Может быть, их взгляды и изменились, когда короткий рассвет тех годов сменился снова глухой ночью. Но до самого 1912 года, пока мы жили на Выборгской, я все еще слышал то же самое: «Лев, сходи за „морской солью“ в эсеровский магазин; у эсдеков ее нет…»

И я не удивляюсь, вспоминая, что именно эти слова были одними из первых в моем сознании. Такие были годы.

Надо сказать, что в семье нашей царствовал бесспорный и безусловный матриархат. Все, знавшие нас и тогда и потом, считали ее центром и главным двигателем маму, — столько блеска, жизнерадостности, ума и сердца было во всем, что она делала. В том, как она жила.

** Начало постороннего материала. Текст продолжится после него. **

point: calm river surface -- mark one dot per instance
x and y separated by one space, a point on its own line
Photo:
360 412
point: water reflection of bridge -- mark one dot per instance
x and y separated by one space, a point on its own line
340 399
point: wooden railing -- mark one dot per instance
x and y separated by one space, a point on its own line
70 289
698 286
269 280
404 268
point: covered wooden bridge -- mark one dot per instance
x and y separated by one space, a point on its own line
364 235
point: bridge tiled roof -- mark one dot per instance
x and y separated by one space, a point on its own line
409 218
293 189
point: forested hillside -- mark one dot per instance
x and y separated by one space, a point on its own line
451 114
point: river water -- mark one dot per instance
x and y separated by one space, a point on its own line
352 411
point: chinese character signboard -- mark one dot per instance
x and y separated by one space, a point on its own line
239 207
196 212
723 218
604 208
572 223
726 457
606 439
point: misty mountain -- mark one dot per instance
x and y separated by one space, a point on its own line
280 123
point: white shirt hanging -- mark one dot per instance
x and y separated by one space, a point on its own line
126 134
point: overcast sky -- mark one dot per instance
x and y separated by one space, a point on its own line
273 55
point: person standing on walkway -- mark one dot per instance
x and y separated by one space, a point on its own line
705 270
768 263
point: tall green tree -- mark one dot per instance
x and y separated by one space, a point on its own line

Опасаюсь, что были среди них некоторые, кому инженер Успенский представлялся чем-то вроде чеховского Дымова, хотя мама никак не походила на «Попрыгунью».

Она, сама того не желая, затмевала его. А на деле — она-то как раз это отлично знала — он был и глубже, и шире, и основательнее ее.

Талантливый геодезист, великолепный педагог — друг своих учеников, человек широкообразованный, он уже в 1913 году, вероятно первый в Петербурге, читал в «Обществе межевых инженеров» толковый и передовой доклад о теории относительности Эйнштейна; тогда о ней мало что знали даже специалисты-физики. Скептик и убежденный атеист, он регулярно ходил на заседания «Религиозно-философского общества», потому что глубоко и серьезно интересовался состоянием современного общественного мышления. Он мало и редко говорил о политике, но для меня не было неожиданностью, когда после Октября Василий Васильевич Успенский наотрез отказался участвовать в так называемом «саботаже». Он тотчас же поступил на работу в тогдашнее Городское самоуправление; в те дни мэром города стал М. И. Калинин. Спустя недолгое время В. В. Успенский оказался одним из основателей и руководителей Высшего геодезическою управления в Москве, созданного по декрету, подписанному В. И. Лениным. Десятилетие спустя, в 1931 году, он и скончался на этом же посту, весь в работе, весь в далеких планах и замыслах…

Пожалуй, стоит сказать об одном семейном курьезе. Все семь братьев отца были «межевыми инженерами», все кончили один и тот же Константиновский межевой институт в Москве, на Басманных.

И в двадцатых годах во главе ВГУ, Высшего геодезического, оказались сразу три брата Успенские — Василий, Алексей и Тихон Васильевичи, руководившие там каждый своим отделом. Отец был признанным главой этого «клана».

И тем не менее дома, в семье, он всегда отходил на второй план перед мамою: так уж сложились их отношения. Это не тяготило его и не смущало нас, детей. Но в силу этого мир тех годов являлся мне не столько через отцовское, сколько через материнское посредство…

Хотя как сказать — через материнское… Наряду с мамой на нас сильно влияла и бабушка. И няня, вырастившая нас и маму. Влияли и деревенские ребята, наши приятели по летам в Псковской губернии. Влиял весь мир. И может быть, поэтому, как я теперь понимаю, довольно рано я начал уже «выпрастываться» из-под этих разных влияний. И по мере этого мягкое и почти «бесшумное» влияние отца начало сказываться все сильнее.